Can somebody explain to me how it is that multiple sources have confirmed the dev kit specs in the OP to be correct, and yet people are sull expecting the final unit to to be 1.5-2x as powerful? Moreover, expecting higher performance than the watercooled Tegra Parker chip? Stop clinging on to that 1 TFLOPS rumor; it's obviously referring to FP16, and the only counterarguments I've seen require that the writer of that article has actual technical knowledge. From the article, that's clearly not the case. We were finally getting realistic, then this poorly written article comes along and both sides turn into something ridiculous.

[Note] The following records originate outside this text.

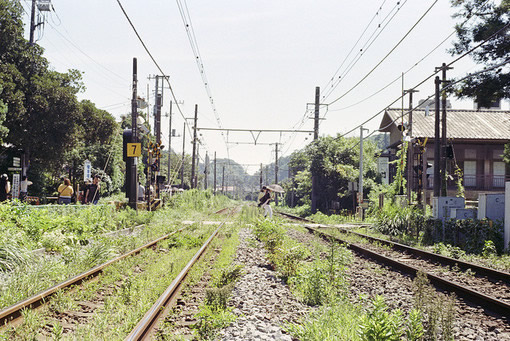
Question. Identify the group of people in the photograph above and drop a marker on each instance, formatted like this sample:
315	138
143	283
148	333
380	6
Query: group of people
90	195
5	187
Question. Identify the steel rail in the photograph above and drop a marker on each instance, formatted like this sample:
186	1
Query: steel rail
485	301
10	314
149	320
426	255
444	260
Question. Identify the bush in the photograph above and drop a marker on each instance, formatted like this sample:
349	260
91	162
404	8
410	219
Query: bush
470	235
396	221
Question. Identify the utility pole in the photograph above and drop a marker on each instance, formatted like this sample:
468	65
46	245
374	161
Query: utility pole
198	166
32	23
315	182
261	177
410	147
132	161
360	193
276	172
214	191
437	143
170	145
206	169
223	180
193	184
183	155
444	187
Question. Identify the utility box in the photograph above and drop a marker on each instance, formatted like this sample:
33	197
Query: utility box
491	206
463	213
441	206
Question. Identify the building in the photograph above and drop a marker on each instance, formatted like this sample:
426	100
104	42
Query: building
476	140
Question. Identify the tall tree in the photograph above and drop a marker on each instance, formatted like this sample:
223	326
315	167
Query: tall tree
480	20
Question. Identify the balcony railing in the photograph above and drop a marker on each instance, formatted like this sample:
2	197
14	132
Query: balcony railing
476	182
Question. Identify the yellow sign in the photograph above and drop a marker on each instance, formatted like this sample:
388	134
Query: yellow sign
134	149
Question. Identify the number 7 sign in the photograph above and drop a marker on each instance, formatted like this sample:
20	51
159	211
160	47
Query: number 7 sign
134	149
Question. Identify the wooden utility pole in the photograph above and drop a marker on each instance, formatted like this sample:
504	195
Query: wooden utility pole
315	182
437	142
193	184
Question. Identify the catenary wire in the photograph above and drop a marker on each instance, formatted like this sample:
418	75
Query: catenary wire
386	56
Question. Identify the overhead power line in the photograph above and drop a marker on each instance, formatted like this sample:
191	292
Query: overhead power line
377	32
190	32
386	56
157	65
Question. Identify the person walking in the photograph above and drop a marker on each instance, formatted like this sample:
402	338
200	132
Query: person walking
92	195
23	192
264	201
5	187
65	192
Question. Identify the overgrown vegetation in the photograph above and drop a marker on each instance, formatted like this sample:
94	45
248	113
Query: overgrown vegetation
322	282
74	240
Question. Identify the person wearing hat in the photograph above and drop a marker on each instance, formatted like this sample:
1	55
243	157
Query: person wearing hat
5	187
65	192
264	201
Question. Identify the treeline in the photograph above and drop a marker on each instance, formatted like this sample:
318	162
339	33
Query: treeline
335	163
41	116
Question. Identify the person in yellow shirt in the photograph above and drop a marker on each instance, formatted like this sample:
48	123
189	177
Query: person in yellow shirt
65	192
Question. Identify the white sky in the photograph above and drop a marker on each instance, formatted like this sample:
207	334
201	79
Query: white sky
263	60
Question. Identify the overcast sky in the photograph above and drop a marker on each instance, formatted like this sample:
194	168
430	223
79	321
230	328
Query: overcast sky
263	60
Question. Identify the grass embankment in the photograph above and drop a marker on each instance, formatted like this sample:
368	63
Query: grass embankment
109	307
76	241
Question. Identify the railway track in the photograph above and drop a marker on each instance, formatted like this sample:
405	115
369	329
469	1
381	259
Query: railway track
146	328
489	289
12	314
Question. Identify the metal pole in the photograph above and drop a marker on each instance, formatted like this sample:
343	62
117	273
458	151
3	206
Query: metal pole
170	144
183	155
131	162
223	181
437	142
443	133
360	185
315	182
193	184
316	117
198	165
410	150
276	172
206	169
214	191
261	176
32	23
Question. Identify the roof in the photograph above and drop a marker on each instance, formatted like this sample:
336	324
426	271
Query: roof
461	123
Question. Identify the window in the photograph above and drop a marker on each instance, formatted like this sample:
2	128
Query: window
498	179
470	173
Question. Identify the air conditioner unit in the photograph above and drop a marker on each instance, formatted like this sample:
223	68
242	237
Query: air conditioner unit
463	213
491	206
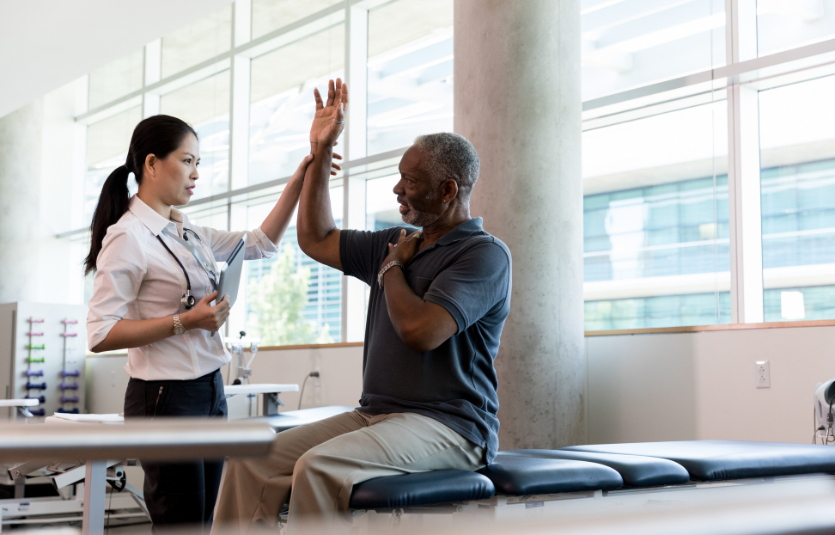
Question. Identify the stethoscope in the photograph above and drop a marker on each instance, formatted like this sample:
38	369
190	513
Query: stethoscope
187	300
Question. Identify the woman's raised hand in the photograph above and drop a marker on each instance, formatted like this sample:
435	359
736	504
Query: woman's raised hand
328	121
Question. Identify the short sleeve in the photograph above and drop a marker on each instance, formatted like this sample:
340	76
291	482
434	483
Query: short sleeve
121	268
475	283
361	252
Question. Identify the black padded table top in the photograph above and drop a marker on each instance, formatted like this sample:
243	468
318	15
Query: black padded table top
421	489
636	470
515	475
716	460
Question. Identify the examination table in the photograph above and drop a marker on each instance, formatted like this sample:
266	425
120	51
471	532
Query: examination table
593	480
596	480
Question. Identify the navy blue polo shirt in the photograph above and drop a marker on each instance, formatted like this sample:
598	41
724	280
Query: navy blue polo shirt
468	272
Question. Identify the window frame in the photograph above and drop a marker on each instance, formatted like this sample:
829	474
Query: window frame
737	79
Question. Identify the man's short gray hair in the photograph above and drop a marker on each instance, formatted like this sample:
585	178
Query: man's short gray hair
451	156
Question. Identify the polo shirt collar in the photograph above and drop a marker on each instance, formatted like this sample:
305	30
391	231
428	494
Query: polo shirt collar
150	218
462	231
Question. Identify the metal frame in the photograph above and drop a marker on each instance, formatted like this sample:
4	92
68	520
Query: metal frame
738	82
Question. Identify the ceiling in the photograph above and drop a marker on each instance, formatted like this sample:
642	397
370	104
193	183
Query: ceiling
45	44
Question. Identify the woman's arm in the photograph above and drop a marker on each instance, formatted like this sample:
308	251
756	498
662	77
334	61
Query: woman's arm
137	333
279	218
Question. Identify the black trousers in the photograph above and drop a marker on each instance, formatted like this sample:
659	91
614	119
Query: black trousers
181	492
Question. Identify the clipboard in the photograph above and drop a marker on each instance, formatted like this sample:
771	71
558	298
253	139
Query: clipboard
230	275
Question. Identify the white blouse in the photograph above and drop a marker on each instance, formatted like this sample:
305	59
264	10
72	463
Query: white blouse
137	279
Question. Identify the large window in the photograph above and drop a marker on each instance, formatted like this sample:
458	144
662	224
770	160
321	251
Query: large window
709	181
656	221
797	158
409	72
282	101
632	43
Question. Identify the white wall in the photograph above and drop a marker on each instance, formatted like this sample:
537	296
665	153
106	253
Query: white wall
701	385
339	382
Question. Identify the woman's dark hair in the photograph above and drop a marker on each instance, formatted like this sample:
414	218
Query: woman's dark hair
159	135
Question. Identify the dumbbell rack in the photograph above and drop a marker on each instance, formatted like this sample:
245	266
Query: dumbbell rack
45	359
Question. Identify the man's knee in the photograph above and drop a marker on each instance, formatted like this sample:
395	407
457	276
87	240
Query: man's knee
311	465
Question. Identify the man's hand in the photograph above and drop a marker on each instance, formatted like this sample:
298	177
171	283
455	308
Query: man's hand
206	316
328	121
404	249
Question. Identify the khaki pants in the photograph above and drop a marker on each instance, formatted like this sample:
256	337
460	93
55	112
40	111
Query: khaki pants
322	461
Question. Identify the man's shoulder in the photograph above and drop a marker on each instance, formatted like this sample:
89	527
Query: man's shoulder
484	243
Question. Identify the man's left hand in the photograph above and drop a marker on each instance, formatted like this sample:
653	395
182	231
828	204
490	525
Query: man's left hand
404	249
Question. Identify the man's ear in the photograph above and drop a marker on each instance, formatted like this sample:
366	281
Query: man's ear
150	161
449	190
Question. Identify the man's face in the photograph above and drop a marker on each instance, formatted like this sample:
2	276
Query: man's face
418	193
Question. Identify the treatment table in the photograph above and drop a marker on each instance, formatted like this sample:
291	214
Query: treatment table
594	480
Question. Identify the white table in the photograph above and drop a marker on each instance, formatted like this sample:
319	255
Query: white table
173	439
270	392
31	402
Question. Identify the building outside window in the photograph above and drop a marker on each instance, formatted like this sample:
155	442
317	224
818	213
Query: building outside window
708	184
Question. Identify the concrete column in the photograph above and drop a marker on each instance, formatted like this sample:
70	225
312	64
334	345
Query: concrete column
517	99
20	175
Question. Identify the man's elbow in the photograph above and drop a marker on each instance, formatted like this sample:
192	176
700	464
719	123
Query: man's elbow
419	339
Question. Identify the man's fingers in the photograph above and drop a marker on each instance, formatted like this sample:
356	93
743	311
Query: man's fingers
337	99
345	96
330	93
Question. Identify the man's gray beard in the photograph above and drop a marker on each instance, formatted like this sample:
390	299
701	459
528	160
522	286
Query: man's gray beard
419	219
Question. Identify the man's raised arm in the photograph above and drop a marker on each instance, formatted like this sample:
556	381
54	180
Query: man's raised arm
317	233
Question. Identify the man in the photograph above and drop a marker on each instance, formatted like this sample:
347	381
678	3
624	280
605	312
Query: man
439	298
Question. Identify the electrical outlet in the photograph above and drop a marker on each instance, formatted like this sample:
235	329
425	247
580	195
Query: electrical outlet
763	374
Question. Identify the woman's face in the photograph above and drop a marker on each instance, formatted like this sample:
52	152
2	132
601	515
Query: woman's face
174	177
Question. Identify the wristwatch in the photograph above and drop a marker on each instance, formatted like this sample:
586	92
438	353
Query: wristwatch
386	268
179	328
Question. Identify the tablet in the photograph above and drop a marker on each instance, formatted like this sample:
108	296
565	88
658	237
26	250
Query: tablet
230	275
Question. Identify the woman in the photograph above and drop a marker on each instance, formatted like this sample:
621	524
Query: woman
154	290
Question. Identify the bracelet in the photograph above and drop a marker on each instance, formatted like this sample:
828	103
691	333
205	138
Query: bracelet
386	268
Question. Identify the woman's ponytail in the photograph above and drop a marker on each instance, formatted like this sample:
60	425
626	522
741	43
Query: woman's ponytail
113	203
159	135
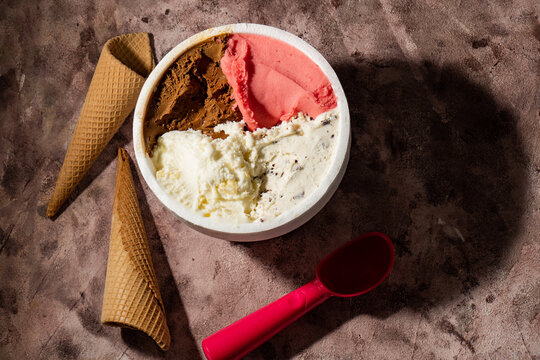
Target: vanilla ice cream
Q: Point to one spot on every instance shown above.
(247, 176)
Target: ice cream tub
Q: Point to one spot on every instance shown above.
(260, 227)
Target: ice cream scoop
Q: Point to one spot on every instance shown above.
(354, 269)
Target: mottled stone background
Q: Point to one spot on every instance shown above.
(445, 158)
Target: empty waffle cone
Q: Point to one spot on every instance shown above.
(124, 63)
(131, 298)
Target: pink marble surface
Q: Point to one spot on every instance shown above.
(445, 159)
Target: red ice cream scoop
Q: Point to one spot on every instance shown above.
(354, 269)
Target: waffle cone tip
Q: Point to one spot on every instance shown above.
(131, 298)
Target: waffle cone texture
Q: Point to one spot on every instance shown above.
(123, 66)
(131, 298)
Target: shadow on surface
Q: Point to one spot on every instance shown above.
(183, 345)
(436, 164)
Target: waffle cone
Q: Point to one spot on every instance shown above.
(124, 63)
(131, 298)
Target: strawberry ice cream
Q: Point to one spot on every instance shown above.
(273, 81)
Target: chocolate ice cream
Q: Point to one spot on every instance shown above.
(193, 94)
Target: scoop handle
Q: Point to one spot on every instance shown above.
(240, 338)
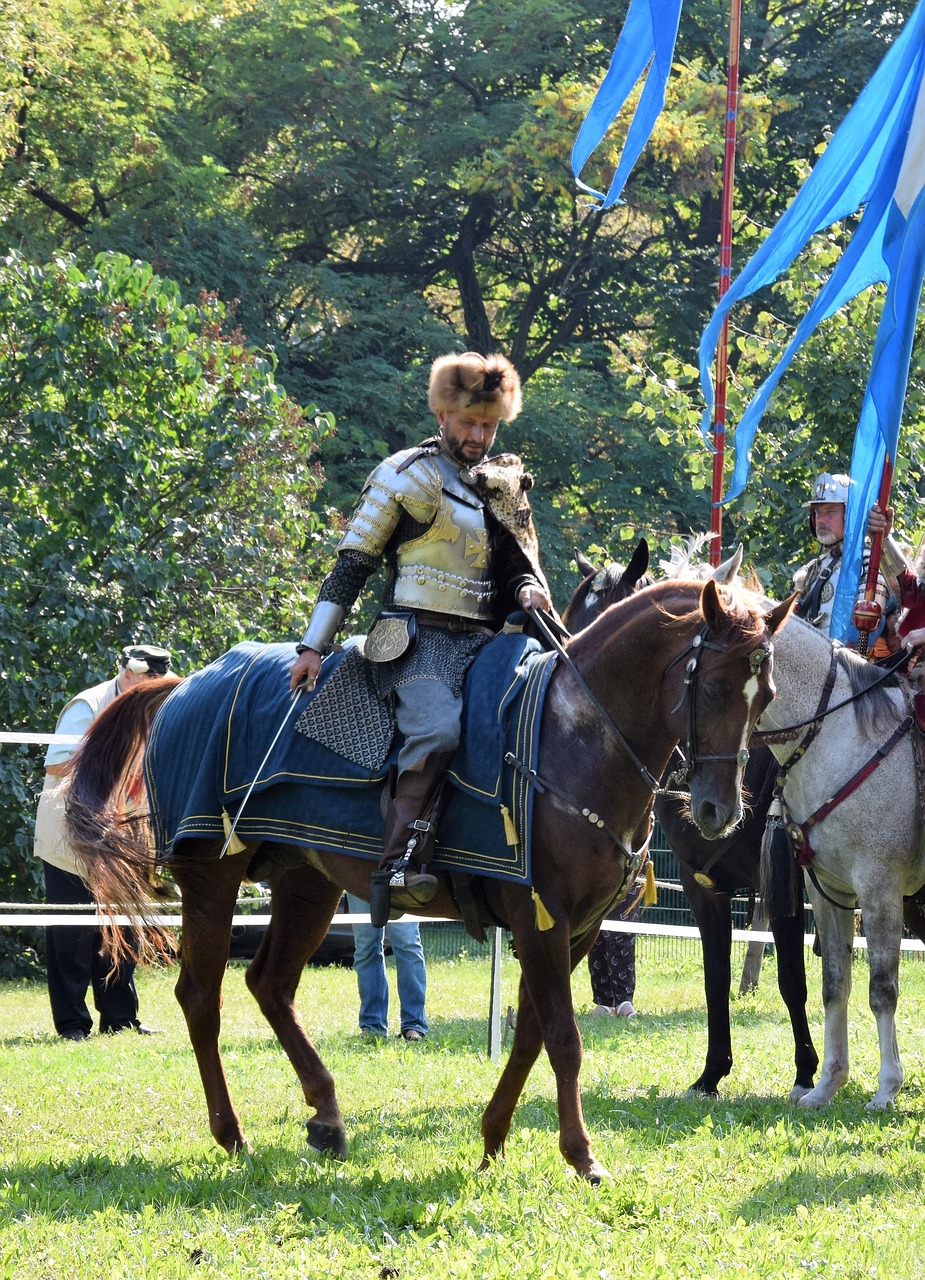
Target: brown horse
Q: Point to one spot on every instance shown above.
(679, 662)
(714, 871)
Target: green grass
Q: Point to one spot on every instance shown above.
(108, 1170)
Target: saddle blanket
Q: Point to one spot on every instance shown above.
(209, 740)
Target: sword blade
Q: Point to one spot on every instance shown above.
(296, 691)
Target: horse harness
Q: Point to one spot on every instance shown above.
(700, 643)
(778, 813)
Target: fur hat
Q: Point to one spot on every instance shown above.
(486, 383)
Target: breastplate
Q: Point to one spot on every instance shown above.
(448, 568)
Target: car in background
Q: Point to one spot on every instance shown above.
(337, 945)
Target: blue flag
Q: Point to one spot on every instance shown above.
(646, 41)
(877, 160)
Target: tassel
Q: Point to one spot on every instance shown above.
(778, 872)
(509, 828)
(237, 845)
(544, 920)
(650, 894)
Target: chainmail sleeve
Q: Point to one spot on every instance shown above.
(347, 579)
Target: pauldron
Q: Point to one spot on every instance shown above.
(445, 566)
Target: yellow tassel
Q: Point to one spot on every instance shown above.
(509, 828)
(237, 845)
(544, 920)
(651, 894)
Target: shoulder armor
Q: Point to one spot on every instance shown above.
(413, 479)
(404, 481)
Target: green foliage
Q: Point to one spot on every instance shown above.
(155, 484)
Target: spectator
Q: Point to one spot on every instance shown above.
(74, 952)
(369, 964)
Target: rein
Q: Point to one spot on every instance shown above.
(798, 832)
(777, 736)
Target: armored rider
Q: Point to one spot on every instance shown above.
(453, 574)
(816, 581)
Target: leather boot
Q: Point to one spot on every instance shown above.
(411, 830)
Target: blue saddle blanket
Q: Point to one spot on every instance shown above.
(211, 737)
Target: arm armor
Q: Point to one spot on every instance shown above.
(394, 489)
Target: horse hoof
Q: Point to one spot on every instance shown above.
(326, 1138)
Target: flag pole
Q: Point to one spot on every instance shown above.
(868, 612)
(724, 277)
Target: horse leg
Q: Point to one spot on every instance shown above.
(713, 913)
(209, 891)
(836, 929)
(525, 1050)
(546, 963)
(788, 940)
(882, 917)
(303, 903)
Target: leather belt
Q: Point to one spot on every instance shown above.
(450, 622)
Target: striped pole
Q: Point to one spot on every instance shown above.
(724, 275)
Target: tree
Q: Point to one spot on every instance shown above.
(155, 484)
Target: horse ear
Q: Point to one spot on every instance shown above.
(728, 570)
(639, 562)
(781, 612)
(584, 563)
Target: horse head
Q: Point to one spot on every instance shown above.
(727, 685)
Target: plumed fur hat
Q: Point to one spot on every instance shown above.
(486, 383)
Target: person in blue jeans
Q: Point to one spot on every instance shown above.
(369, 964)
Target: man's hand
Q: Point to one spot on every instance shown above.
(305, 668)
(534, 598)
(880, 521)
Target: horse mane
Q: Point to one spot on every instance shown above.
(99, 776)
(677, 600)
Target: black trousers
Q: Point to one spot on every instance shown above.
(76, 963)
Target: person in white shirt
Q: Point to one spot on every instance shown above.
(74, 952)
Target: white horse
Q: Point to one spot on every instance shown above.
(869, 850)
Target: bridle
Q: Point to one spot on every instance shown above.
(697, 647)
(800, 832)
(690, 759)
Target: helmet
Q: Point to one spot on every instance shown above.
(827, 488)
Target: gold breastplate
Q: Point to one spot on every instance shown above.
(448, 567)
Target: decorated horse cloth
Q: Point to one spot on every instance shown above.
(211, 735)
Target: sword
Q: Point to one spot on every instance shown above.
(296, 691)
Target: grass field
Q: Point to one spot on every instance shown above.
(108, 1169)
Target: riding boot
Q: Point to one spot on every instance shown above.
(411, 831)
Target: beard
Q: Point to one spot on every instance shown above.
(456, 447)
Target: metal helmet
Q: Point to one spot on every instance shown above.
(827, 488)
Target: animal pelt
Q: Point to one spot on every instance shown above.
(504, 483)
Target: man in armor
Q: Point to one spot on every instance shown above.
(453, 574)
(816, 580)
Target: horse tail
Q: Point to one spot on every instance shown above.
(108, 822)
(779, 882)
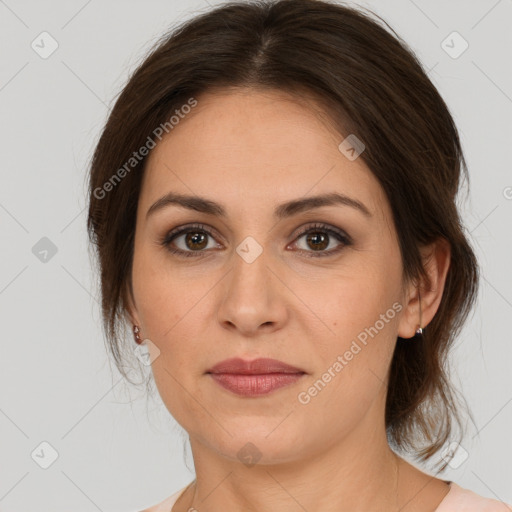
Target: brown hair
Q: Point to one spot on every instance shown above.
(370, 84)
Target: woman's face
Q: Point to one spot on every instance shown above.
(250, 284)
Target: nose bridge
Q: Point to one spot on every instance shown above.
(250, 296)
(250, 272)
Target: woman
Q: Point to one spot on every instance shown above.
(273, 205)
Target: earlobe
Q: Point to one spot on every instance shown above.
(424, 297)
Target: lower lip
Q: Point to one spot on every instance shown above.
(255, 385)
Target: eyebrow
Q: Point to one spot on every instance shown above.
(284, 210)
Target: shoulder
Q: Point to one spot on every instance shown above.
(464, 500)
(167, 504)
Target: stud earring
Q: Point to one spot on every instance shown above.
(136, 331)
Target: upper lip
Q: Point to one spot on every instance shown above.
(259, 366)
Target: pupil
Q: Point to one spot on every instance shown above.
(194, 238)
(314, 236)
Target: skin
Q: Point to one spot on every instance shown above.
(250, 150)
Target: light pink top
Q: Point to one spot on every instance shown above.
(457, 500)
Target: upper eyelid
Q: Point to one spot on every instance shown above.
(182, 230)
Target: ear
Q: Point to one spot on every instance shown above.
(436, 261)
(130, 313)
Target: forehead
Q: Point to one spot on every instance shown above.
(256, 148)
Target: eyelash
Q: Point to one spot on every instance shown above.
(200, 228)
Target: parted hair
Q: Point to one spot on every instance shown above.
(369, 83)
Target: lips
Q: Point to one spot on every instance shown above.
(254, 378)
(262, 366)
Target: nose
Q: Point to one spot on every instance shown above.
(253, 297)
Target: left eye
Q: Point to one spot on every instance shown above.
(317, 237)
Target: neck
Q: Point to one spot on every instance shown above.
(358, 474)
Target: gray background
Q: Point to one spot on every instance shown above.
(118, 451)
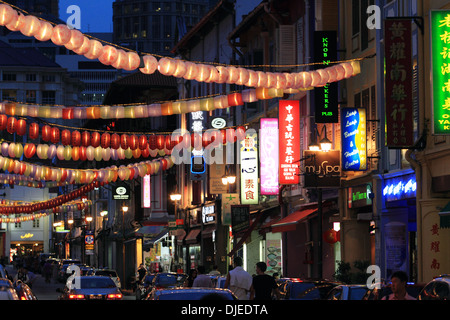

Based on the rumors, we are almost certainly getting 512 GFLOPS docked. Expecting more is setting yourself up for disappointment. Nintendo likely chose this because there's already a chip available that matches it to use for development, while going for more would have made it hard to hit an early 2017 release (or even more so, the likely late 2016 original target that's likely the reason they couldn't go with Pascal in the first place). It's possible that it's a bit faster than that, but not 50% faster and certainly not 100%. Set your expectations for 256-384 on the go and 512 docked. Anything more is gravy.
To ease some of the disappointment, between the use of FP16 to give a boost in efficiency, the fact that Nintendo's customization is likely centered around increasing memory bandwidth, and just the typical advantages of console optimization, it's likly that what we end up with will be able to match or exceed this in real-world use:
https://www.youtube.com/watch?v=aEHhOmlyhJQ&t=395s
Is that not good enough for what it is? Some games would run at sub-HD but it's really not terrible. Who knows, maybe they will even be able to add 100-200MHz to it and squeeze out something even better.
Edit: More examples:
https://www.youtube.com/watch?v=jxAeIl-JX48 Note that most of these are running at medium settings, and that the 940M has only 14.4 GB/s of available memory bandwidth.